Marc Narciso Dublan has participated in international chess tournaments many times and won or shared 1 st place in Ibi (1996), La Pobla de Lillet (1999), Budapest (First Saturday tournament, 2001), Mondariz (2002), Barberà del Vallès (2005), Montcada i Reixac (2006), Varbera del Valles (2006), Barcelona (2006), Manresa (2007), Illes Medes (2008), San Sebastián (2009), Konya (2009).

Marc Narciso Dublan played for Spain in the Chess Olympiad:
- In 2006, at second reserve board in the 37th Chess Olympiad in Turin (+3, =4, -1).

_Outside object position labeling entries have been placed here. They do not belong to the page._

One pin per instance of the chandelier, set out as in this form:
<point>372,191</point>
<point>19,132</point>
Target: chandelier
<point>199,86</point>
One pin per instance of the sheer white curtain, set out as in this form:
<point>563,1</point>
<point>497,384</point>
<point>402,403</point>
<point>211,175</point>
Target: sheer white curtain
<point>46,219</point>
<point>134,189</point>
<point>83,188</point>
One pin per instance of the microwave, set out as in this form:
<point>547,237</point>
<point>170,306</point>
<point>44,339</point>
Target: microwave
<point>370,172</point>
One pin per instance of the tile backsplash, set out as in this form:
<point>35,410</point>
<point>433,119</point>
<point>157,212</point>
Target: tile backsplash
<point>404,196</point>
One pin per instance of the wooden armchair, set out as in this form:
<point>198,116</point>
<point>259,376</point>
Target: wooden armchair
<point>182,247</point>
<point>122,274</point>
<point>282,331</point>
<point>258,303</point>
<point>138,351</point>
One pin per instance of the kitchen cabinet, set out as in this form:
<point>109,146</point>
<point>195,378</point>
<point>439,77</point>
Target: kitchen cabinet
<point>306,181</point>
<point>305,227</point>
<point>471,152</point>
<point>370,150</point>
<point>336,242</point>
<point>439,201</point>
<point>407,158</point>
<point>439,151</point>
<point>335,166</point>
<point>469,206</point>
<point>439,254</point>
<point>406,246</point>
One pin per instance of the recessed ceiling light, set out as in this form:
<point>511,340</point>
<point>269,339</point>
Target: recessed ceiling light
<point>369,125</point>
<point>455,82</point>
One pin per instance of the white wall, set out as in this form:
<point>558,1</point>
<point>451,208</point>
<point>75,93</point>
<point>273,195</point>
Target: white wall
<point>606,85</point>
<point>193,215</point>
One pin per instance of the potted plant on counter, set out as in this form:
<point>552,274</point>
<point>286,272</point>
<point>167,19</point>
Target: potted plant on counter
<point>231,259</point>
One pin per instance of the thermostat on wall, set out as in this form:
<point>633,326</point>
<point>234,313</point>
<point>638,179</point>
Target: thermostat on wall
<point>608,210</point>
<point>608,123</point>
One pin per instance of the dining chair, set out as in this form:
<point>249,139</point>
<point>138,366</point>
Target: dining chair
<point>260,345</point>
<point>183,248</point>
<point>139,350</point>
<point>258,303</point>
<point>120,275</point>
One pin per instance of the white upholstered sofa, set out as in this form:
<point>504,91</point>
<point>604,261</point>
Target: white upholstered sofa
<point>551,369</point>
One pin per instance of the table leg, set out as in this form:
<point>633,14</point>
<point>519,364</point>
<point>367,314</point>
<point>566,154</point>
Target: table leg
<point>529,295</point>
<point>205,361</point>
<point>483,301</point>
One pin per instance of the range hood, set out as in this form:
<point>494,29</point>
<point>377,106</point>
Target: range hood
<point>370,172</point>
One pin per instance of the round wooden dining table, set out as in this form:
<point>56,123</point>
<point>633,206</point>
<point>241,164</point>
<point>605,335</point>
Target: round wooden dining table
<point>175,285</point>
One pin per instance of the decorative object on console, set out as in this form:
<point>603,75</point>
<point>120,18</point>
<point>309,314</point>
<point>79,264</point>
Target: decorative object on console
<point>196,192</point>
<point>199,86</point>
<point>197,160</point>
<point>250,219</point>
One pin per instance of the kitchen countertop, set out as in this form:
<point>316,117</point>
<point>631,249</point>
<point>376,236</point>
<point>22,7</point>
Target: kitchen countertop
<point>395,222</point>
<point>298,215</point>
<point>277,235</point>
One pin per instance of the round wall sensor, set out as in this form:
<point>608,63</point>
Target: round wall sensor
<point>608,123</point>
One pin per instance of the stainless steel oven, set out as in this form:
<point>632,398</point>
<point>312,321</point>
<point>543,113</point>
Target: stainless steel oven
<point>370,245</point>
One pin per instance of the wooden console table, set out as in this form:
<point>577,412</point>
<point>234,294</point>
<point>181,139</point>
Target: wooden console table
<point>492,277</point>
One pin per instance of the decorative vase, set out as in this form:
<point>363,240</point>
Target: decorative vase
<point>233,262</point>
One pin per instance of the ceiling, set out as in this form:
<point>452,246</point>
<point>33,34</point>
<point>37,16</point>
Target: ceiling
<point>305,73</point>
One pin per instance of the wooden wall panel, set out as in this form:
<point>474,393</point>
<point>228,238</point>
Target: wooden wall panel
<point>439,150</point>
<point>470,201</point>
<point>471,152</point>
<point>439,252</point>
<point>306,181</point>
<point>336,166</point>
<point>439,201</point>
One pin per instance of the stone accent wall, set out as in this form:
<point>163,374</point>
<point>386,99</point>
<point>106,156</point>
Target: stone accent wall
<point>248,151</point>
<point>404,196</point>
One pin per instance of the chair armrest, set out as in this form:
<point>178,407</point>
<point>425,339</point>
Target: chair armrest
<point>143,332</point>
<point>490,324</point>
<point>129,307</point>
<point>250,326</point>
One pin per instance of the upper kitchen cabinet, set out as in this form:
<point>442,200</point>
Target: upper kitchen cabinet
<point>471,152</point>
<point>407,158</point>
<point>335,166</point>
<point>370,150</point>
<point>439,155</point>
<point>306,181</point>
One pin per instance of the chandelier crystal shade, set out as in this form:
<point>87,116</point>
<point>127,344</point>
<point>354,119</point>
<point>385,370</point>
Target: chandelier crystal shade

Marc Narciso Dublan played for Spain in the European Team Chess Championships:
- In 2001, at reserve board in the 13th European Team Chess Championship in León (+0, =2, -3),
- In 2007, at reserve board in the 16th European Team Chess Championship in Heraklion (+0, =2, -3).

In 1997, he was awarded the FIDE International Master (IM) title and received the FIDE Grandmaster (GM) title six years later.